Some of the A1’s engines are noisier than others. Choose the 1.0-litre petrol and try to work it hard - as you’re likely to need to – and you’ll hear a raspy three-cylinder warble as the revs rise. The 1.6 diesel is worse again; it’s gruff even when it’s idling, and this turns into an unpleasant clatter as you work it harder. It doesn’t calm down much once it’s warmed up, either.
Fortunately the 1.4-litre petrol has a calmer character, regardless of whether you’re going for the 123bhp option or the 148bhp version, which shuts down half of its four cylinders when you’re cruising at a steady speed to save fuel.
You’ll hear more road and suspension noise as you go further up the range to versions with larger wheels and the more extreme suspension set-ups; however, the A1 does a better job of keeping these in check than many other small cars. There’s a bit of wind noise from around the door mirrors when you’re cruising at motorway speeds, but it’s no worse than you’ll find in many rivals.

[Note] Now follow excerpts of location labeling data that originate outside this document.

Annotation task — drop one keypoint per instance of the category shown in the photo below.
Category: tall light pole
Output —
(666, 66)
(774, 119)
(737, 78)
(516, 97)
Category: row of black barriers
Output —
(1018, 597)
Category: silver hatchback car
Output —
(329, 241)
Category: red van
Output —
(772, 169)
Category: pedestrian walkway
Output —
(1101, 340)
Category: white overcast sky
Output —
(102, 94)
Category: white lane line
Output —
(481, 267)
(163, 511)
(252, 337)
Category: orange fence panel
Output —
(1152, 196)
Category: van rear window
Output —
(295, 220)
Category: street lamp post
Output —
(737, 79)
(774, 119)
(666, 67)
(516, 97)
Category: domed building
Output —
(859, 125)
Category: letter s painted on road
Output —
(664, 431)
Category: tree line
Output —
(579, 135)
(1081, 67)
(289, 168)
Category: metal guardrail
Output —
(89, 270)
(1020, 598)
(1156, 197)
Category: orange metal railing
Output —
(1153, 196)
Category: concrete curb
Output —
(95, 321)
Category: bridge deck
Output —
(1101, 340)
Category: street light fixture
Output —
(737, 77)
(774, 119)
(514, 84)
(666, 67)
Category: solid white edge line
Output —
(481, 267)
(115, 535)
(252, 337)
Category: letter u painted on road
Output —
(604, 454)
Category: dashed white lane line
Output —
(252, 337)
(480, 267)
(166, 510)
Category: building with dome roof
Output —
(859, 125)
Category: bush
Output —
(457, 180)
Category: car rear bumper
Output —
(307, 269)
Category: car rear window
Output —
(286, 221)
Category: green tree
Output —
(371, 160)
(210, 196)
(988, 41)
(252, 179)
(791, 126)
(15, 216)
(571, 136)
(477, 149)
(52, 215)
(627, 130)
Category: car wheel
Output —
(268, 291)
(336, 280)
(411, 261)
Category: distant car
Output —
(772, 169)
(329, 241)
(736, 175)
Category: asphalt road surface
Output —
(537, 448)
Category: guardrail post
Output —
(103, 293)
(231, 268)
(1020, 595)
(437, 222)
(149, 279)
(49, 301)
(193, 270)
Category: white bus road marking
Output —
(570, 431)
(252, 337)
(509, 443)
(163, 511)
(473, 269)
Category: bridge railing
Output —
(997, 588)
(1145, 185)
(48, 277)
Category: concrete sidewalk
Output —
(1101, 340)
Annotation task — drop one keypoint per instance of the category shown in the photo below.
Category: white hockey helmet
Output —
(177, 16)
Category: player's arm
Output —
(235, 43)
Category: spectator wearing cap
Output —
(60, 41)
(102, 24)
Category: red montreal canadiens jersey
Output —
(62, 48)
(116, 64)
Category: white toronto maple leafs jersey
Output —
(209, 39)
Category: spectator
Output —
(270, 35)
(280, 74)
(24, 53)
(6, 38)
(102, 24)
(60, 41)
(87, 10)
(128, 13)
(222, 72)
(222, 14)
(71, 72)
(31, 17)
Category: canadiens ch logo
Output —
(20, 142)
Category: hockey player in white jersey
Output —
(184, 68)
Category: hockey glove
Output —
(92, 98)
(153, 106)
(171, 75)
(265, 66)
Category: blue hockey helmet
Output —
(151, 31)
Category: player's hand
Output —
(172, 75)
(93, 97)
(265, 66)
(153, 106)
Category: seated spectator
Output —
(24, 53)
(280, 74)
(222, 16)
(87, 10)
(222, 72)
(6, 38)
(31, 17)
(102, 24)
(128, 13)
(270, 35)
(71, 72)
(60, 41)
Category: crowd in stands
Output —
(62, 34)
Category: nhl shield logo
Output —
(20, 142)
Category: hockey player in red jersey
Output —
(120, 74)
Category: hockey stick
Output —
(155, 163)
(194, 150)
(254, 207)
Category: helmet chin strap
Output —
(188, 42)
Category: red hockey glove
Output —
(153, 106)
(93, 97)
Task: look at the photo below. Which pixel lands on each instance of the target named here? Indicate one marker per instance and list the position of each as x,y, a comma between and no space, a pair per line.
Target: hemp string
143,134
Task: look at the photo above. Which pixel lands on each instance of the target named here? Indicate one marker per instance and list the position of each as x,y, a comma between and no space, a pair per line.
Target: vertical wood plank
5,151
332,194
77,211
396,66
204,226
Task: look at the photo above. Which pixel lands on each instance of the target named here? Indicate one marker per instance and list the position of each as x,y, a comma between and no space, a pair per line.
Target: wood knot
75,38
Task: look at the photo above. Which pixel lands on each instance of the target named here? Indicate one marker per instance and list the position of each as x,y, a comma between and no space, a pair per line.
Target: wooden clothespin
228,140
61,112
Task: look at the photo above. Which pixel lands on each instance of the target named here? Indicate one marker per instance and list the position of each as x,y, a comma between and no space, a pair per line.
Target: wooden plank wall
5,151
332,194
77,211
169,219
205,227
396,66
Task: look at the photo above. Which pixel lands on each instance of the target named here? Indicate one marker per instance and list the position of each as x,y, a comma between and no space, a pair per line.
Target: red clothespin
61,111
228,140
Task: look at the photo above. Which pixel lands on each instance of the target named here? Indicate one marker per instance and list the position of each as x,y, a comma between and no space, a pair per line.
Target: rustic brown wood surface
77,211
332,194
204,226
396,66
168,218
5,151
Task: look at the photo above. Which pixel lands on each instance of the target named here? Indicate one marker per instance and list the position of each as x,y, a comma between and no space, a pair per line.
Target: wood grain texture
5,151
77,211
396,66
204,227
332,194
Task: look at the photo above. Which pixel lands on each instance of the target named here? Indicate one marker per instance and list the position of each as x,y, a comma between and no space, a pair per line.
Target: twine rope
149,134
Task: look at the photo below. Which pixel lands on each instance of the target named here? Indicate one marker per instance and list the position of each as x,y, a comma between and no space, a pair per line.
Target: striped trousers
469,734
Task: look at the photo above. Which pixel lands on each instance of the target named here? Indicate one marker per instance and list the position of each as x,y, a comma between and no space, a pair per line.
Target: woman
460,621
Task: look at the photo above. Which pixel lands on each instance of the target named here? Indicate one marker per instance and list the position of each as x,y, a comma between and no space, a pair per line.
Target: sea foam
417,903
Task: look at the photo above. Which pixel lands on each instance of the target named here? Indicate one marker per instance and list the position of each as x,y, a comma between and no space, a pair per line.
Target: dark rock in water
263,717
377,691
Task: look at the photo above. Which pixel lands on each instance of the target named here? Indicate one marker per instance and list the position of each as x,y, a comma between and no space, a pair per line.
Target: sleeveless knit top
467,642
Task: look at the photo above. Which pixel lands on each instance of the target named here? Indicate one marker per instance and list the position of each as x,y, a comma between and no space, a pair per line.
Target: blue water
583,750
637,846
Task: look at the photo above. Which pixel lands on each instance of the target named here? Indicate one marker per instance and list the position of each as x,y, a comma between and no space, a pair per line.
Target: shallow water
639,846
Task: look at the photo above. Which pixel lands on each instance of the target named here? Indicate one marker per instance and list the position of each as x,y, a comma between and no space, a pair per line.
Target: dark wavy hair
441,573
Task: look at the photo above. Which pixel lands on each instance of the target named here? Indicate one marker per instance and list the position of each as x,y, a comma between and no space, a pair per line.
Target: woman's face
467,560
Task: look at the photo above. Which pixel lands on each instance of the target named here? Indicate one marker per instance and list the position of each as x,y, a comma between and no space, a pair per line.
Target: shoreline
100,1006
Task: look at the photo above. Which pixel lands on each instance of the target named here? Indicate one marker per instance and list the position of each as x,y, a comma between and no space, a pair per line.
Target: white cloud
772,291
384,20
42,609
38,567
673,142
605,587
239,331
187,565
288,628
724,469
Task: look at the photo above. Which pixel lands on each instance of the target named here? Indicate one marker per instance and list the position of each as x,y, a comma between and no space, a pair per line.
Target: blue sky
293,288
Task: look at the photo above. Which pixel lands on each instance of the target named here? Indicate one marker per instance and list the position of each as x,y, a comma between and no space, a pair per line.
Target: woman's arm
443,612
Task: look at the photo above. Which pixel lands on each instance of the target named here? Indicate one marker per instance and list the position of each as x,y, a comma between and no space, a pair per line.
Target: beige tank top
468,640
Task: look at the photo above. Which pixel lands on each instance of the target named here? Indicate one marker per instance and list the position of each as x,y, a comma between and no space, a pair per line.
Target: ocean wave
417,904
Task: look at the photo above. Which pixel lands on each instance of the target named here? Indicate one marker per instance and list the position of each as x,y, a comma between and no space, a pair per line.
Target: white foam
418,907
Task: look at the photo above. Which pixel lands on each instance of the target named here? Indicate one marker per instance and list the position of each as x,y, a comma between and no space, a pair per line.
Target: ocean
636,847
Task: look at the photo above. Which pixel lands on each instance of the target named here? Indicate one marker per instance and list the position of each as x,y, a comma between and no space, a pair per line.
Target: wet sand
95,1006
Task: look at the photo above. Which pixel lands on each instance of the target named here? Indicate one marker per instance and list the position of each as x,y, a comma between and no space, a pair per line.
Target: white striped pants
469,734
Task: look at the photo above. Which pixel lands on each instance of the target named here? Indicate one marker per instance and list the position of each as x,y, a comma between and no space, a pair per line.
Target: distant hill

All of the manual gearboxes have a slick enough shift, and the optional S tronic automatic ’box changes gear quickly and smoothly; the only time you may find it a bit jerky is during low-speed manoeuvres, such as parking.
The S1, meanwhile, is more bullish altogether about its performance potential. The exhaust note from its potent 2.0-litre engine is more gravelly – but then, it is a hot hatch, so that’s as it should be, and it’s never so loud that it becomes genuinely tiresome.